Le gisement local se lit dans les mêmes données : environ 129 logements occupés par leur propriétaire, 199 diagnostics publiés pour 1 000 résidences principales, un bassin de travaux structuré autour de CC Adour Madiran. Ce volume ne préjuge d'aucune éligibilité individuelle : il indique seulement où se concentrent, à Lascazères, les situations où le scénario décrit sur cette page a le plus de chances d'être pertinent.
La part de logements occupés par leur propriétaire indique en creux le volume du parc locatif privé concerné, et les données de Lascazères le montrent nettement. On relève 28 diagnostics publiés par l'ADEME, 97 % de maisons individuelles, 91 % de propriétaires occupants, en zone climatique H2c. Ces valeurs ne décident d'aucun projet à elles seules, mais elles fixent l'ordre de grandeur dans lequel un chiffrage à Lascazères est crédible.
Combien de logement du parc locatif exactement ? À Lascazères, le logement de référence de 110 m² situé en zone H2c en compte environ 66 pour la remise à niveau d'un logement mis en location. La dépense attendue s'établit dès lors entre 1 452 000 € et 2 970 000 € TTC (22 000–45 000 € l'unité), pour une assiette éligible plafonnée à 40 000 € HT.
Ce que ce poste consomme d'assiette : 5528 % du plafond applicable à Lascazères pour le logement loué. Traduit en aide effective, cela donne 32 000 € pris en charge au taux de 80 % (profil bleu) et 18 000 € au taux de 45 % (profil violet), le solde restant à financer.
Une moyenne de 2.27 personne(s) par logement à Lascazères : ce chiffre paraît anodin, il commande pourtant le débit de ventilation, le volume d'eau chaude et donc la cohérence de la remise à niveau d'un logement mis en location avec le reste du bouquet.

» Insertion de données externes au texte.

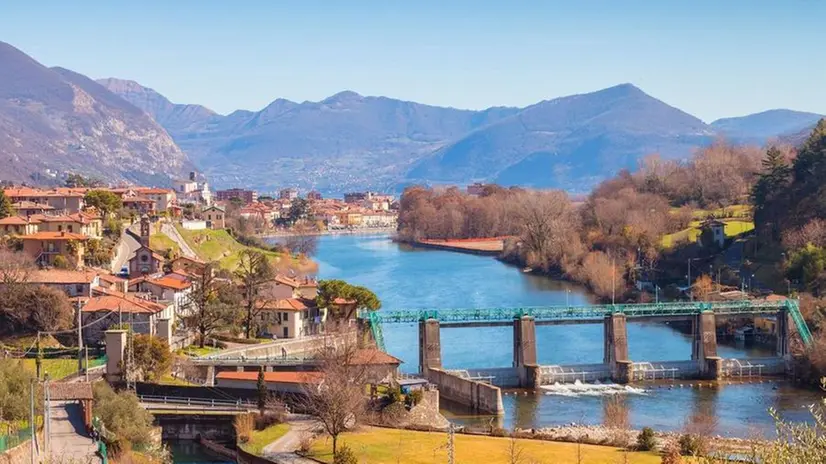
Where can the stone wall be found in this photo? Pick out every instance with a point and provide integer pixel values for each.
(476, 395)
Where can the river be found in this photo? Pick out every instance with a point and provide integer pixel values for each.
(406, 278)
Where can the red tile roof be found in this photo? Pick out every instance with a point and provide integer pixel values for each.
(274, 377)
(59, 276)
(55, 236)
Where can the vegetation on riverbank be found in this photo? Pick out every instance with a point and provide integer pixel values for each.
(375, 445)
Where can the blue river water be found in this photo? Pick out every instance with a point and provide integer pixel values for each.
(406, 278)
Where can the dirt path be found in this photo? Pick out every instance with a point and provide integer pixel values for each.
(283, 450)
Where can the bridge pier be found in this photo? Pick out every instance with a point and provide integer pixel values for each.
(704, 345)
(616, 347)
(524, 351)
(782, 331)
(430, 346)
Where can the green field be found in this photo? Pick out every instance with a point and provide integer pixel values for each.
(217, 245)
(261, 438)
(375, 446)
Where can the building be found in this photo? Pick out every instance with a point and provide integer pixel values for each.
(44, 247)
(108, 308)
(163, 198)
(289, 318)
(278, 382)
(288, 194)
(76, 284)
(246, 196)
(215, 217)
(18, 225)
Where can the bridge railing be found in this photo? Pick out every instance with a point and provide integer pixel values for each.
(184, 401)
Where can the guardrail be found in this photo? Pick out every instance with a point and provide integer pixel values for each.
(185, 401)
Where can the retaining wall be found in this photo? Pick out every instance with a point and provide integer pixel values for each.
(476, 395)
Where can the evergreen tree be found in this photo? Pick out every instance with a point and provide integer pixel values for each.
(6, 208)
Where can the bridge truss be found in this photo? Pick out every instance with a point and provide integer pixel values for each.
(586, 313)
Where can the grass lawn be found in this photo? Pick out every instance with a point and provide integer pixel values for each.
(376, 446)
(262, 438)
(195, 350)
(161, 242)
(217, 245)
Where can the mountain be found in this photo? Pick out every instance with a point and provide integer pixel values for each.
(54, 121)
(766, 125)
(569, 142)
(346, 141)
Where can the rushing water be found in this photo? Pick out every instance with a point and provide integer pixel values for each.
(410, 278)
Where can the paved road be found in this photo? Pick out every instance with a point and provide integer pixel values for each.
(170, 231)
(68, 434)
(127, 245)
(283, 450)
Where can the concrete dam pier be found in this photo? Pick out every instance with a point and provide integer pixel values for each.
(480, 389)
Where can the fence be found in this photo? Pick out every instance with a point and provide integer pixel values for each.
(12, 440)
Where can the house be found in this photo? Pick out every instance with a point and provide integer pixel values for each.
(18, 225)
(108, 308)
(164, 198)
(139, 204)
(145, 262)
(214, 216)
(288, 194)
(76, 284)
(43, 247)
(28, 208)
(190, 265)
(289, 318)
(87, 224)
(279, 382)
(168, 288)
(284, 286)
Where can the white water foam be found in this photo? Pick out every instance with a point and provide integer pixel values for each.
(578, 389)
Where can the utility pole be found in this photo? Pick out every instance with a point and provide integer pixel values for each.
(31, 422)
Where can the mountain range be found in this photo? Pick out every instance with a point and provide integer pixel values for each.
(54, 121)
(57, 121)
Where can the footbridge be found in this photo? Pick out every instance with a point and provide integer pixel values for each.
(473, 386)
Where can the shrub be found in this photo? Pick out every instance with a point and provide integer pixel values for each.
(646, 440)
(345, 455)
(691, 445)
(244, 426)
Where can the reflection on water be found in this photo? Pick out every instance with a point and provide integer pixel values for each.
(190, 452)
(406, 278)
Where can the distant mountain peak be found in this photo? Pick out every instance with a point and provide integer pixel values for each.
(345, 96)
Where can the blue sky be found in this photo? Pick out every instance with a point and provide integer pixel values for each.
(710, 58)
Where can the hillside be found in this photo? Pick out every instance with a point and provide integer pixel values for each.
(54, 121)
(570, 142)
(759, 127)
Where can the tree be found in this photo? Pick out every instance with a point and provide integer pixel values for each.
(253, 272)
(33, 308)
(331, 290)
(338, 401)
(213, 304)
(6, 208)
(152, 357)
(263, 392)
(299, 210)
(105, 201)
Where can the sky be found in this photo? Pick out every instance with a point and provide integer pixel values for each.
(712, 59)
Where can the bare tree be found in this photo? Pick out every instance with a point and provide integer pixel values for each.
(337, 400)
(254, 271)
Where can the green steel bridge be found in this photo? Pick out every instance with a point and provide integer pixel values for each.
(583, 314)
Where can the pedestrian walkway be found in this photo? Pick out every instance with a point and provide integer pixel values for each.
(68, 435)
(283, 450)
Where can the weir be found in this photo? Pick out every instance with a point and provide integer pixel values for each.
(479, 388)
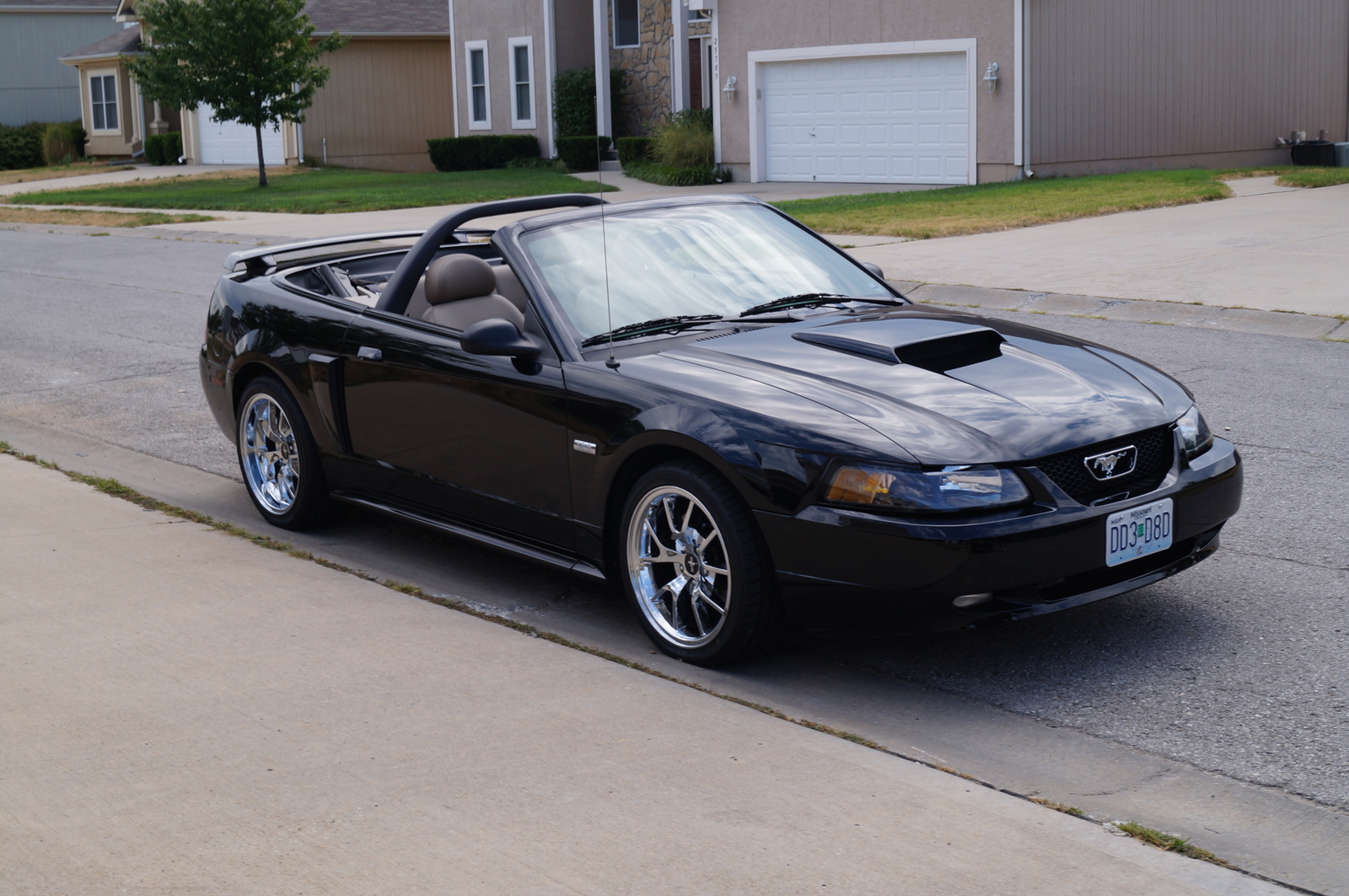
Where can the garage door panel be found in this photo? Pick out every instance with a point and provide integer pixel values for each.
(235, 143)
(911, 114)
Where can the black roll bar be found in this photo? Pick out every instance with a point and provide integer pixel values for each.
(400, 287)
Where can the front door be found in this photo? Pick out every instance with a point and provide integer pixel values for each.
(479, 439)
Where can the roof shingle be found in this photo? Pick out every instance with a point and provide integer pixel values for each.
(126, 40)
(386, 17)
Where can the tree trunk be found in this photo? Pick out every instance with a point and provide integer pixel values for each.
(262, 166)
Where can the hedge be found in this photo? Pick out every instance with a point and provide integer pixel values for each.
(582, 153)
(62, 142)
(164, 148)
(573, 101)
(481, 152)
(22, 146)
(633, 148)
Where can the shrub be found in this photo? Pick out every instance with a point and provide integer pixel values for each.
(633, 148)
(62, 142)
(551, 165)
(164, 148)
(668, 175)
(573, 100)
(685, 141)
(582, 153)
(481, 152)
(20, 146)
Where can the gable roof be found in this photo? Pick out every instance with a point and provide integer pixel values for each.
(58, 6)
(125, 40)
(386, 18)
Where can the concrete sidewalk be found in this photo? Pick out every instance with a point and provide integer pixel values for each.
(100, 179)
(247, 722)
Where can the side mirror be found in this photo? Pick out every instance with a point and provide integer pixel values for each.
(499, 336)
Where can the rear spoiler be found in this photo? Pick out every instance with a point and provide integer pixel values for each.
(260, 260)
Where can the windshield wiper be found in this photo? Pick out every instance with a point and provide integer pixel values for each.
(809, 300)
(651, 327)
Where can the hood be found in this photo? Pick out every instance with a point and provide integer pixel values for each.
(951, 388)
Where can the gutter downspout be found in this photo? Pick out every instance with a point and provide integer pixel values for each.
(454, 67)
(1023, 88)
(551, 71)
(604, 115)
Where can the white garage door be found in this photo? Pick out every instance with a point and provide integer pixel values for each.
(234, 143)
(901, 119)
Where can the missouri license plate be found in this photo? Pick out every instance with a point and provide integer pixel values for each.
(1137, 532)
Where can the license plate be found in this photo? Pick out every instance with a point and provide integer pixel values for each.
(1137, 532)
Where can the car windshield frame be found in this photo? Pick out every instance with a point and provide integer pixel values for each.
(733, 254)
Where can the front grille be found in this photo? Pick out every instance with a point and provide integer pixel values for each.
(1157, 453)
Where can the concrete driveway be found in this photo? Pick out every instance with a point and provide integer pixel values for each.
(247, 722)
(1278, 249)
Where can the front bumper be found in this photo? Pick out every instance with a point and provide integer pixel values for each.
(853, 571)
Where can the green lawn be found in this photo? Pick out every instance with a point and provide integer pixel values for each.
(998, 207)
(320, 192)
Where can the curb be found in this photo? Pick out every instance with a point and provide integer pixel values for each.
(1245, 320)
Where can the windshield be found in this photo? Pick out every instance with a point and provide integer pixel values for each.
(717, 260)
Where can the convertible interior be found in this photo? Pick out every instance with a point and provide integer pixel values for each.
(459, 287)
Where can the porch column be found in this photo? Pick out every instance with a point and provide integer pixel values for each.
(604, 121)
(679, 56)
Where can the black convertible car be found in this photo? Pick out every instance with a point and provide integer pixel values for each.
(712, 406)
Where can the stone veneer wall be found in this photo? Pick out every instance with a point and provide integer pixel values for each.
(647, 100)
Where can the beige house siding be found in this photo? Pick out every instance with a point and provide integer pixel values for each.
(381, 105)
(127, 138)
(497, 22)
(1170, 84)
(744, 27)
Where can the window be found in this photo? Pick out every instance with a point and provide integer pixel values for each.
(627, 24)
(103, 101)
(523, 83)
(479, 96)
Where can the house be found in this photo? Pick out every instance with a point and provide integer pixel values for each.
(390, 89)
(34, 87)
(928, 91)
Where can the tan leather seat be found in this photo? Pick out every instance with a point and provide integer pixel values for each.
(509, 285)
(460, 290)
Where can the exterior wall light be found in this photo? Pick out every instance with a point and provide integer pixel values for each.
(991, 78)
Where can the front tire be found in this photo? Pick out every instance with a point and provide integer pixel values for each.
(278, 458)
(695, 568)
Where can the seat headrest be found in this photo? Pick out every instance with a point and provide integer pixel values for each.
(455, 276)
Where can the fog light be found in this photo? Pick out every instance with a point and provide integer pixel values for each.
(968, 601)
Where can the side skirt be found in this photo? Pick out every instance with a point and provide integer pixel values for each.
(492, 540)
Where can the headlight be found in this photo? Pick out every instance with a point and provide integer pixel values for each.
(948, 489)
(1196, 437)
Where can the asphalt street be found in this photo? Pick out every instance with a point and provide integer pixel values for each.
(1238, 666)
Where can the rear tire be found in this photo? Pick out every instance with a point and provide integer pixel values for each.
(695, 567)
(278, 458)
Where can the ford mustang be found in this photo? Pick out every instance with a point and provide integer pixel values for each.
(712, 408)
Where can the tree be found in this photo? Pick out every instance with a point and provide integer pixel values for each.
(254, 61)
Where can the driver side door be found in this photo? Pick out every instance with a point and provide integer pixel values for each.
(478, 439)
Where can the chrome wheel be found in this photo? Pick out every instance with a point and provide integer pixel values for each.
(678, 566)
(269, 453)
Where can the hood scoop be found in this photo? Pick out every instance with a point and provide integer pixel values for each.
(937, 346)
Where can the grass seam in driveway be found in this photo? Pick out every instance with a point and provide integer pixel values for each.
(1153, 837)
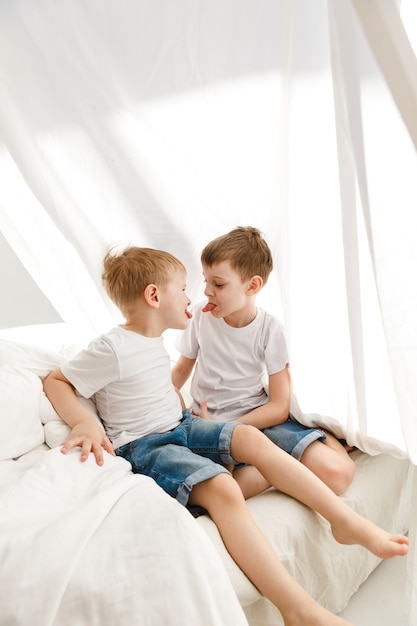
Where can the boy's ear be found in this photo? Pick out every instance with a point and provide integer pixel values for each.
(255, 285)
(151, 295)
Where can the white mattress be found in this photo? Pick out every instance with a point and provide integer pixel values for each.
(330, 572)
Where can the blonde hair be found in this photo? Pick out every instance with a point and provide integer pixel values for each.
(246, 250)
(126, 274)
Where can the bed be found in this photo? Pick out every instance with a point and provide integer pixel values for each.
(106, 547)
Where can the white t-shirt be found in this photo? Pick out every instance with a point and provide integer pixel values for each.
(129, 376)
(232, 362)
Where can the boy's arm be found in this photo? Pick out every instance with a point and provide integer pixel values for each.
(277, 409)
(85, 432)
(181, 371)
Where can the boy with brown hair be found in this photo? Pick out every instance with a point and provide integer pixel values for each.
(128, 372)
(231, 344)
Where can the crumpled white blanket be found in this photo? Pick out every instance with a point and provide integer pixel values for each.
(58, 517)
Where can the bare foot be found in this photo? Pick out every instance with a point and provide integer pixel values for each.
(359, 530)
(316, 616)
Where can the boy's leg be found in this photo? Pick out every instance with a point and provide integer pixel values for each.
(223, 499)
(249, 445)
(327, 459)
(250, 481)
(330, 462)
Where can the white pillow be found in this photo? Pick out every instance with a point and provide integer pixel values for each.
(35, 359)
(20, 399)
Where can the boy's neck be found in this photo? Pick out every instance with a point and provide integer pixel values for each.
(241, 318)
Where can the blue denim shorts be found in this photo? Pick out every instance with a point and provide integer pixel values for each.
(194, 451)
(293, 437)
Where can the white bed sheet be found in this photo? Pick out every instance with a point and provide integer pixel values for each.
(99, 546)
(330, 572)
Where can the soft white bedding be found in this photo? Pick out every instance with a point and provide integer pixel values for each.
(381, 491)
(88, 545)
(98, 546)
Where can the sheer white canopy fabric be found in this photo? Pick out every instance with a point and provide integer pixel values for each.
(166, 123)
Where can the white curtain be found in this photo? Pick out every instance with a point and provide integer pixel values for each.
(166, 123)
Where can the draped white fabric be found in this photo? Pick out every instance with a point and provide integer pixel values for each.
(166, 123)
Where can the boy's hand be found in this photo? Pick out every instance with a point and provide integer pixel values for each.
(204, 414)
(90, 438)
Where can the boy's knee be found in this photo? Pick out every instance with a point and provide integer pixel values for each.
(338, 475)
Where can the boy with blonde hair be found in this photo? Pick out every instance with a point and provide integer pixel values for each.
(127, 370)
(231, 344)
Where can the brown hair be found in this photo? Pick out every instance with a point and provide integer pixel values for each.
(246, 250)
(126, 274)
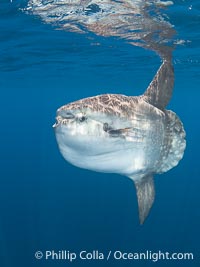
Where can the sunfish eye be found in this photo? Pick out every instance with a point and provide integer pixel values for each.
(67, 116)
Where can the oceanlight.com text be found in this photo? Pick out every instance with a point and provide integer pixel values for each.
(117, 255)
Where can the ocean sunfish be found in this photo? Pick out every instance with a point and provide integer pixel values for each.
(132, 136)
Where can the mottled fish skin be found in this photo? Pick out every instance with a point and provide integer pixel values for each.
(111, 104)
(150, 138)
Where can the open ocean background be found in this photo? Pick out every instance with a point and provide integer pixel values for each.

Sur la facture, ce poste vaut 1 062 € à 1 593 € par an à Lascazères : la remise à niveau d'un logement mis en location couvre 40 à 60 % des consommations, soit 14 836 kWh au mieux sur la base conventionnelle de la zone H2c.
Trois pièces décident du versement à Lascazères : le devis portant les critères de décence et un engagement de loyer maîtrisé, l'attestation RGE de un opérateur agréé par l'Anah et le constat de décence après travaux. Leur absence ne fait pas perdre le droit à l'aide — jusqu'à 32 000 € — mais elle en gèle le paiement.
L'ordre des étapes conditionne le droit à l'aide : audit, désignation de l'accompagnateur, dépôt, accord, puis démarrage de la remise à niveau d'un logement mis en location. À Lascazères, un devis signé trop tôt suffit à faire tomber une aide de 32 000 €.
Le rythme local de diagnostic se lit dans les chiffres publics : 199 DPE pour 1 000 résidences principales à Lascazères (28 au total). Ce niveau d'activité fixe les délais réels de un opérateur agréé par l'Anah et donc la date de démarrage possible pour la remise à niveau d'un logement mis en location.